18. Mother Earth
© Bruce Goodman 28 October 2013
His love for craft and pottery sprang from his love for natural things. He liked to buy jams made from wild berries, and drink herbal tea out of earthenware mugs. His bed was covered with a beautiful quilt, and his kitchen wallpaper was of white geese wearing fancy ribbons of blue round their necks. Each goose carried a basket overflowing with mother-earth things. It may have been natural, but it was not inexpensive.
One afternoon he went to the mountains to collect seedlings for his garden. It would be nice to have a glade of native trees in the back yard.
Returning down the windy road he spied a pottery sign nailed on a tree. He couldn’t resist a look, so turned his car into the dirt track leading towards a rough, unpainted house. There were old sheds seemingly growing out of the unkempt grass. Free-range fowls darted hither and thither at the sound of the car. A pair of pigs watched from a trough in the paddock.

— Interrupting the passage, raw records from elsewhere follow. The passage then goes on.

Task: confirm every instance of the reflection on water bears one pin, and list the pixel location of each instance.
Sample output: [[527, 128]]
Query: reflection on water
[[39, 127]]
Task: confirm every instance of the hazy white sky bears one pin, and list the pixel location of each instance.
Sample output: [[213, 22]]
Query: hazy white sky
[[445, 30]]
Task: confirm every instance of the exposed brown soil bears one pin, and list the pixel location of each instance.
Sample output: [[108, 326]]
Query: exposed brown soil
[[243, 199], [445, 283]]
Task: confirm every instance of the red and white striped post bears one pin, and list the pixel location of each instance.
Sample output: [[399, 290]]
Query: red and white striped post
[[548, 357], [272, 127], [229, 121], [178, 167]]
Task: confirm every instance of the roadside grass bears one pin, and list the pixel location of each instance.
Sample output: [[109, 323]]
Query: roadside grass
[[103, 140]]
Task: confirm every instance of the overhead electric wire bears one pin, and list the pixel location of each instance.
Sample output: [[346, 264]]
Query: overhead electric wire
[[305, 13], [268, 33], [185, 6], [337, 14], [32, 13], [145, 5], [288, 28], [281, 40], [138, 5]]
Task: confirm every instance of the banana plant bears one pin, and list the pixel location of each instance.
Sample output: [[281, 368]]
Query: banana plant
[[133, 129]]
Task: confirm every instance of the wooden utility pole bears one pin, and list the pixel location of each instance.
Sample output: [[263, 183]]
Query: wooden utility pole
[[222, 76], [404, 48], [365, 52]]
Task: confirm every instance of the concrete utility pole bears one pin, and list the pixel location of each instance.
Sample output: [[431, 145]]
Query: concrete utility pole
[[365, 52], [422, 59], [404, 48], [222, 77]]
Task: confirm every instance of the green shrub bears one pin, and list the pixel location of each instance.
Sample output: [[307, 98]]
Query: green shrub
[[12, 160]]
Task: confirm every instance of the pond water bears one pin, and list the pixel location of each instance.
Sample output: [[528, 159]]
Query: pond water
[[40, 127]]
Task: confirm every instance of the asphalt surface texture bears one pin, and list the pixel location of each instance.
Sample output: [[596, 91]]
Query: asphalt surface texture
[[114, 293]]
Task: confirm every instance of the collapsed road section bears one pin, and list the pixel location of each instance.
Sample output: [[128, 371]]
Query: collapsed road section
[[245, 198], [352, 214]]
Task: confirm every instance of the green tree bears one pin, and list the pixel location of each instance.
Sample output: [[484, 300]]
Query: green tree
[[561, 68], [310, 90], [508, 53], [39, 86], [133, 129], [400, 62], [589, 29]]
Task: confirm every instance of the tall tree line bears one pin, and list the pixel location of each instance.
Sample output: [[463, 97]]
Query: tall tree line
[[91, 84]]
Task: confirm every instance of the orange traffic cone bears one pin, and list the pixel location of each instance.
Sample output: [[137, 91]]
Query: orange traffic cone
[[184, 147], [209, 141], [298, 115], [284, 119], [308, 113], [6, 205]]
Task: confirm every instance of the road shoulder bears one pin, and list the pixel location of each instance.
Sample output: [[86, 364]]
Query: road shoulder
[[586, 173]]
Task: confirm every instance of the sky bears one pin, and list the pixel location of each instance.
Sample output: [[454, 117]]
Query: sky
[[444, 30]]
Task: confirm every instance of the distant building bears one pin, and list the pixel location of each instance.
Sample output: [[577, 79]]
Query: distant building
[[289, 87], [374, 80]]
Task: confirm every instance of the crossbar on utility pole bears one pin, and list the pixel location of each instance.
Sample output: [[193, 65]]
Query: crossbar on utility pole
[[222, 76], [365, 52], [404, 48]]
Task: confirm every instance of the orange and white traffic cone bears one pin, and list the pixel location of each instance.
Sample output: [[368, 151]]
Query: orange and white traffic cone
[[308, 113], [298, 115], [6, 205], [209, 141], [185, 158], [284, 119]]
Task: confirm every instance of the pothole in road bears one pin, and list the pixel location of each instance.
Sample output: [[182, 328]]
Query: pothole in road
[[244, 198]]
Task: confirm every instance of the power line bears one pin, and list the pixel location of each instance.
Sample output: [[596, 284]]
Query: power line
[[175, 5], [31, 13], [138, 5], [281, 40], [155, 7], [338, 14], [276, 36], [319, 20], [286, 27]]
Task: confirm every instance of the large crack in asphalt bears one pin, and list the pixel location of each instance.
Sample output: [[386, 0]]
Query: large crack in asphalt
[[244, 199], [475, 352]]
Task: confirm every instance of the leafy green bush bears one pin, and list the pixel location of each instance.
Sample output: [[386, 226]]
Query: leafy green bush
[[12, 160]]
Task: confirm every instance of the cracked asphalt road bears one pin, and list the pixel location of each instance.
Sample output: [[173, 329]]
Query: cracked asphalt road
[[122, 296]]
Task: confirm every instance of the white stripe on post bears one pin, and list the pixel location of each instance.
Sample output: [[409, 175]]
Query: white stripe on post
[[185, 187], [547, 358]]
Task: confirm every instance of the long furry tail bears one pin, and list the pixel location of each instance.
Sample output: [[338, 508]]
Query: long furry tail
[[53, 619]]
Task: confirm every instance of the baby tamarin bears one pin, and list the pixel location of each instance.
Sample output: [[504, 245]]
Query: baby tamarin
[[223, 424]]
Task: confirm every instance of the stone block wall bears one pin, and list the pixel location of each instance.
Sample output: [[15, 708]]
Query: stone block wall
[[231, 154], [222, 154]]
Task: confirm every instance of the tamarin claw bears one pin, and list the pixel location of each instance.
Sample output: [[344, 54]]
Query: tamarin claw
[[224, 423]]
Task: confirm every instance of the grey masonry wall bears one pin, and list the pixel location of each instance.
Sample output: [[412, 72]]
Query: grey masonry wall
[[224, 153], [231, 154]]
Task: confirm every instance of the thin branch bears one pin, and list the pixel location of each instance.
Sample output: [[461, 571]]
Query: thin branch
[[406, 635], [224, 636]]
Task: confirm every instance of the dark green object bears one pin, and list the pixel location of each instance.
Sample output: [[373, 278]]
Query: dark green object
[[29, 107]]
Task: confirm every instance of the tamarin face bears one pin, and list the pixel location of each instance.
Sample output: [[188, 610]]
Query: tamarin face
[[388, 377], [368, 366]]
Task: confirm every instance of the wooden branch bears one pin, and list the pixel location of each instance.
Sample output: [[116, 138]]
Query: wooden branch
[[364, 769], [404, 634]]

How natural! A simple life-style! From the clothing on the line he judged it to be a commune of some sort.
He entered a room filled with vases, mugs and ornaments. There seemed no one about. For five minutes he viewed the items on display. The pottery, he thought, was tasteless. He wouldn’t have a horrible mug if they paid him.
“Can I help?” said a sudden voice.
He looked up. A young woman stood there, lithe and utterly naked but for a blue ribbon round her neck.
“This mug! This mug here!” he said reaching for anything.
You see, he couldn’t say “I’ve just come for a look”.